# Power failure



## kijana (May 1, 2005)

Woke up this morning to the sound of very heavy, continuous rain. Lay in bed as long as possible, but RV's are quiet in heavy rain like the Rolling Stones are at Wembley stadium.

Marion took the dog out in a brief lull in the downpour, and plugged the kettle in on her way out. Big fat zero power. Great.

I checked the trips on the campsite distribution box; dried out the cable connectors, reset the van breakers - nada.

In view of the amount of rain (when it rains in the Sierra Nevada mountains, it RAINS), I had already sprayed WD40 into the external power sockets, these being one possible problem area.

In desperation, I started to unscrew the external socket to disconnect the internals. As the mounting screws undid, a small torrent of water flooded out from the underside of the socket face.

It turned out that socket seal had failed at the top, allowing water in to the socket box. But it was fine at the bottom, steadfastly refusing to allow any water out. So when the water level reached the wires on the bottom face of the internals, it promptly shorted out.

So I disconnected all the wiring, and taped it all up and out of the way.

Looking at the design of the external socket, it was very poor. It's not a proper waterproof unit, more just a slightly upgraded interior type with a token rubber gasket.

So in similar circumstances a careful check of outside sockets may prove worthwhile.

Bruce


----------



## 88927 (May 10, 2005)

I hope Marion had the foresight to put on the gas kettle for you matey :lol: :lol: :lol: 
A man should never be expected to work without his cuppa :lol: :lol: 
Hope it is all going well both of you, see you in August

Keith


----------



## kijana (May 1, 2005)

Of course she did!

Yes, all going well - still loving our lifestyle. Especially now we've got back online. Our laptop got its knickers in a twist, and went into a terminal sulk. So we wiped it all out - losing all our pirated programmes - and took it back to factory settings. And it worked! Hoorah!!

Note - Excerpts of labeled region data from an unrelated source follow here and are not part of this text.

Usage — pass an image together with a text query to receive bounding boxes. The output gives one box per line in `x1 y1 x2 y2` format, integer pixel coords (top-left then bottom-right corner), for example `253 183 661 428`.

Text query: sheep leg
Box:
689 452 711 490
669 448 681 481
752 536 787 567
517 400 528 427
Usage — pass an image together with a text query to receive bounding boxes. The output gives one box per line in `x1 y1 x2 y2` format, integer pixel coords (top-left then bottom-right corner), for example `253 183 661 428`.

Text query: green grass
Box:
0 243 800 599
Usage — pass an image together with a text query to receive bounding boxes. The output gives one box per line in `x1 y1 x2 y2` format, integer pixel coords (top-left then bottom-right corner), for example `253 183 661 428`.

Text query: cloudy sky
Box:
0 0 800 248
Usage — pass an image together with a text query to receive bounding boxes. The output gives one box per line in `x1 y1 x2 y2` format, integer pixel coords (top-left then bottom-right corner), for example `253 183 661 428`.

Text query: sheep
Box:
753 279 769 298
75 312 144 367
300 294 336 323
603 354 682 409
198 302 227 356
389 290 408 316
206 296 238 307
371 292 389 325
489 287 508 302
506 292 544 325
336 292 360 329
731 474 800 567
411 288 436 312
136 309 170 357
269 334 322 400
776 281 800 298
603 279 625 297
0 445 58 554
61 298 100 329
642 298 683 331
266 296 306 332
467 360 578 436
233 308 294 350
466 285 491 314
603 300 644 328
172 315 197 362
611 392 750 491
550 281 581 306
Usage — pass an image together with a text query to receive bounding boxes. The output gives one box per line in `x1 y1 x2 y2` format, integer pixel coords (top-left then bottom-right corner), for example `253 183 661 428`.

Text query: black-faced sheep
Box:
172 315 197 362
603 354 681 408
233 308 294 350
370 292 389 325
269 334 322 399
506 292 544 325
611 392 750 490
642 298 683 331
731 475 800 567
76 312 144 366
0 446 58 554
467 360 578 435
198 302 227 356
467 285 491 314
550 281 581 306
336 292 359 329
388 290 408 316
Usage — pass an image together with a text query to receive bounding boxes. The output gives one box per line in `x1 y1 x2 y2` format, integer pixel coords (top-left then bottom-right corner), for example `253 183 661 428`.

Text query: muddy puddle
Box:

Yes, looking forward to seeing you in August. We'll start on the research nearer the time.

Regs to both

Bruce


----------



## 97993 (Mar 5, 2006)

Hi Bruce 
Now if this had been a certain European MH the roof would have leaked so much the water would not have been able to run down the outsides ,and this problem would not have ocured untill the water was at worktop level inside the van, by which time the bed would have been flooded and you would have been aware of the problem before the electrics tripped out,
Thats the trouble with these RVs :lol: 

Geo


----------



## kijana (May 1, 2005)

Good point, Geo. but you've only told half the story.

Cunningly, the floorpan of said Europeans is designed to rot through at the same rate as the roof rusts, thus maintaining equilibrium via giant jagged drainholes. . .

How's your cream leather and blue suede standing up to wild partying?

Cheers

Bruce


----------



## 97993 (Mar 5, 2006)

The red wine stains have now turned the blue suede a kinda purple colour and its all toning down nicley,
we feed the leather twice a day, tried leather food but it seems to prefer curry and chips,its also partial to the red wine also, next week we are having the roof done in that Click laminate flooring as a dance area, the plants have all died in the roof garden and we thought that may be a better alternative,the sound systems up and running,
Shanes doing the lighting :lol: 
see you soon 
Geo


----------



## 103625 (Mar 28, 2007)

HI guys

Do i sense some kinda biase here for trash can american rvs

Happy trails
Tont


----------



## 103625 (Mar 28, 2007)

HI guys

Do i sense some kinda biase here for trash can american rvs

Happy trails
Tony


----------